A valsa dos adivinhos

MGMT, “Little Dark Age”, in https://www.youtube.com/watch?v=rtL5oMyBHPs    
Há os que se julgam detentores de um oráculo inerrante. E o demais magote que pergunta pelo futuro. Parece que (quase todos) andamos impacientes por antecipar o que vão ser os amanhãs, como se tivéssemos pressa que os amanhãs cheguem, como se os fôssemos viver a destempo mercê da prestimosa perícia dos adivinhos. Se há tanta gente que demanda o imaculado porvir, sem perceber que passa ao lado do tempo com espessura (e, portanto, a vida não lhes chega pela metade), que ninguém estranhe que haja quem se ofereça para fazer as vezes de oráculo: há mercado, e prolixo. Em rigor, eles não têm oráculo onde repousam as mãos à procura de um sortilégio que venha incendiar a inspiração por sua vez matéria-prima da adivinhadora função; eles são o oráculo em carne viva, a personificação dos predestinados para escreverem páginas atuais antes de o tempo certo lá ter arribado.

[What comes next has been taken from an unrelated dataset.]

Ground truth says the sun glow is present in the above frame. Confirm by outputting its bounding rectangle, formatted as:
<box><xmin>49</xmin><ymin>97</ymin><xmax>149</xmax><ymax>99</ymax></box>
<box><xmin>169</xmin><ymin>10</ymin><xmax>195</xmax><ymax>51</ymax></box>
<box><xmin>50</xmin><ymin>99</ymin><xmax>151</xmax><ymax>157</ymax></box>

E vasculham, diligentemente, os amanhãs que não podem esperar. Quando derem conta, o tempo esgotou-se e nunca chegaram a perceber os mares que passavam. Desprendem-se do chão que é aposento para seus corpos e levitam, ascetas sem corola, no regaço amarrotado das profecias cinzeladas com o estribilho da falácia. Alguns forjam o futuro, como acontece com outros que torturam estatísticas até elas berrarem – contrafeitos, porém – os números que os algozes pretendem. Os estarolas cientificamente penhores de oráculos torcem os factos quando o tempo em espera faz o favor de chegar e as suas cores diferem das pressagiadas em não cautelar vaticínio.

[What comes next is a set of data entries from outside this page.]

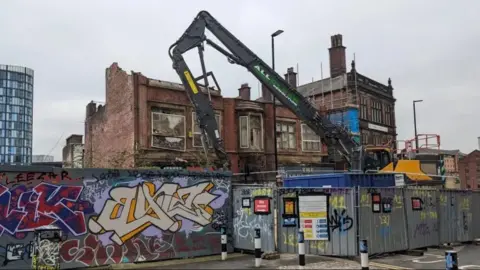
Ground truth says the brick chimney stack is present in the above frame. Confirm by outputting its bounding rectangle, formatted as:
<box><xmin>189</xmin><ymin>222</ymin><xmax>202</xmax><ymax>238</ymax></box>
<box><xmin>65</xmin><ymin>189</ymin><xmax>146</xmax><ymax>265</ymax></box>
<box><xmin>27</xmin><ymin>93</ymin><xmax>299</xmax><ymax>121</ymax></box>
<box><xmin>238</xmin><ymin>83</ymin><xmax>250</xmax><ymax>100</ymax></box>
<box><xmin>284</xmin><ymin>67</ymin><xmax>297</xmax><ymax>88</ymax></box>
<box><xmin>328</xmin><ymin>34</ymin><xmax>347</xmax><ymax>78</ymax></box>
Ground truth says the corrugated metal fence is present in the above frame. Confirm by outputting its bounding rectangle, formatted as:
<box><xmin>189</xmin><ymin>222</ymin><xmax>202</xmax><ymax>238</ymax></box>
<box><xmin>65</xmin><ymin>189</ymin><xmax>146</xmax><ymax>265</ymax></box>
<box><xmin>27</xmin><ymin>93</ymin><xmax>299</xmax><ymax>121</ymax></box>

Os assim sobredotados confiam na parca memória da audiência. Não é ónus congeminar adivinhações sobre as mangas do tempo que novas alvoradas irão trazer. Quando for altura para a prestação de contas, já ninguém se recorda das promessas untadas com assertivas previsões. Falharam, um logro do tamanho da banha-da-cobra em que se untam para disfarçar a vergonha. Falharam: mas sabem que a memória é um breviário, depressa esgotado o manancial nas diferentes camadas do tempo. E eles prosseguem, donairosos e sorridentes, o sorriso de quem não toma noção do risível, outros em pose solene a si chamando senatorial estatuto de oráculo do reino, sem confessarem o imenso rol de adivinhas que não medraram.
Caso acertem numa, por cósmica convergência de acontecimentos, saltam para o palanque e, em bicos dos pés, besuntam-se na maior ufania que se pode conhecer, proclamando aos quatro ventos: “eu não disse, eu não disse? Sabia que isto ia acontecer”, enquanto rogam o correspetivo aplauso e o consequente reconhecimento de estatuto pré-divino.